We have seen examples where data from study setups endorsed by the European Medicines Agency (EMA) was not considered sufficient in Denmark. As a small country, is that how we want to operate?
Moreover, there is the potential to take a more holistic approach in assessing new innovation. For some older treatments, comparing price alone does not tell the full story of all the indirect costs from the treatment. I believe there are plentiful opportunities to address these challenges together and get back on the right track.
Holistic Assessment Approaches Badly Needed
Merck’s Enrique Alvarez strikes a similar tone to Janssen’s Brooker, warning that if price becomes the sole value for medicine evaluation, Denmark risks losing its position as a thriving life sciences hub.
Speaking honestly, it has become very difficult to introduce innovation into Denmark in the last two years. The number of recommendations for new medicine approvals has decreased while assessment times have increased.
If Denmark wants to continue to be a thriving life sciences hub, it must remain an attractive place in which to launch new technologies and innovation
Moreover, the largest number of rejected applications are within oncology. Price has become the main factor in evaluation and there are several examples of price overruling the clinical value of a new medicine in Denmark.
If Denmark wants to continue to be a thriving life sciences hub, it must remain an attractive place in which to launch new technologies and innovation, and not let price alone be the deciding factor in all decision making.
The British Perspective: A Call for Greater Transparency & Industry Engagement
MSD’s Catherine Williams compares the Danish Medicines Council with NICE in her native UK and pinpoints greater transparency in the Council’s evaluation process and better engagement with the industry as key points for improvement moving forward
There are definite parallels between the Danish Medicines Council and NICE in the sense that stakeholders are always willing and interested to hear about innovations. However, like all of us who work in science, they want that to be backed up by data and by science. That holds true across all markets.
I fully appreciate the need for a thorough HTA process, however, I think the political dialogue around how to improve this process should be reinforced to avoid unnecessary delays and misunderstandings
This appetite to understand the innovations that the industry is bringing to market makes for some very interesting discussions with NICE in the UK and with the Danish Medicines Council here. Fundamentally, their outlook and ambition is to assess the clinical and cost-effectiveness of our products, which is a very fair objective.
It has been interesting to see the evolution of the Danish Medicines Council. Whilst I was not in Denmark when the quality-adjusted life year (QALY) system was introduced, there are parallels that I can draw from the NICE process which also uses QALY evaluations.

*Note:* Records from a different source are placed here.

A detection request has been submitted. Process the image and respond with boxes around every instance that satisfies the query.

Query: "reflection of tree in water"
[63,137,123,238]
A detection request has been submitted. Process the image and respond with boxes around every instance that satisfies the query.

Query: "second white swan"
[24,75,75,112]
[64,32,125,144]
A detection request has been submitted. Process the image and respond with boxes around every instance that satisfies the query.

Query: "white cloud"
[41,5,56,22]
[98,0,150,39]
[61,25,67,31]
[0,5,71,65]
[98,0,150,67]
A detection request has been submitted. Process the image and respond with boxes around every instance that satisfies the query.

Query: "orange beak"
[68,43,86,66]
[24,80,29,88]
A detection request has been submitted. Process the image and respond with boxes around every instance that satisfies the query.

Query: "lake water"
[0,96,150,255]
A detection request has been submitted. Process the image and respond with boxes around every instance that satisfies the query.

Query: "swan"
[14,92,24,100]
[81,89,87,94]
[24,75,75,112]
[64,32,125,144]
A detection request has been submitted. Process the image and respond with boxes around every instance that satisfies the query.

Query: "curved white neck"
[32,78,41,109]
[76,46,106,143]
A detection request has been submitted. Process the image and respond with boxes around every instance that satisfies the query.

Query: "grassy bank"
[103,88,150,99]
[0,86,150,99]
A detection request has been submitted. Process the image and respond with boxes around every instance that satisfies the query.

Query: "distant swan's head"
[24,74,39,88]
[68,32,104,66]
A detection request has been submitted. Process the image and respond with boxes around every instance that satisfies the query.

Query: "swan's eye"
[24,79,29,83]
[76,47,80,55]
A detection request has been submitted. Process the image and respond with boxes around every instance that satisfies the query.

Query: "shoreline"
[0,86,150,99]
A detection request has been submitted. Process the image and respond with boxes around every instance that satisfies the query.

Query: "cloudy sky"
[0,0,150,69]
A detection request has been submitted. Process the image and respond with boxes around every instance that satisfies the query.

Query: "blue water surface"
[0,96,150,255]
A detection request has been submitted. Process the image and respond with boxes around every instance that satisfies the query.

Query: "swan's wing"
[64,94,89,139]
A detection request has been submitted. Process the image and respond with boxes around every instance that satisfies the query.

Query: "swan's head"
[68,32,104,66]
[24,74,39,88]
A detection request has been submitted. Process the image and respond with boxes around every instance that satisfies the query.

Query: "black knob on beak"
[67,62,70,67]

One thing that could be improved in Denmark is greater transparency in the Danish Medicines Council’s evaluation process and better engagement in ongoing conversations with us as an industry group. I fully appreciate the need for a thorough HTA process, however, I think the political dialogue around how to improve this process should be reinforced to avoid unnecessary delays and misunderstandings. This could be done by introducing a systematic annual review of the Council’s recommendation in order to ensure that all parties involved in the process continue to optimise their contribution – to ultimately secure fast access to new treatments for those who need it.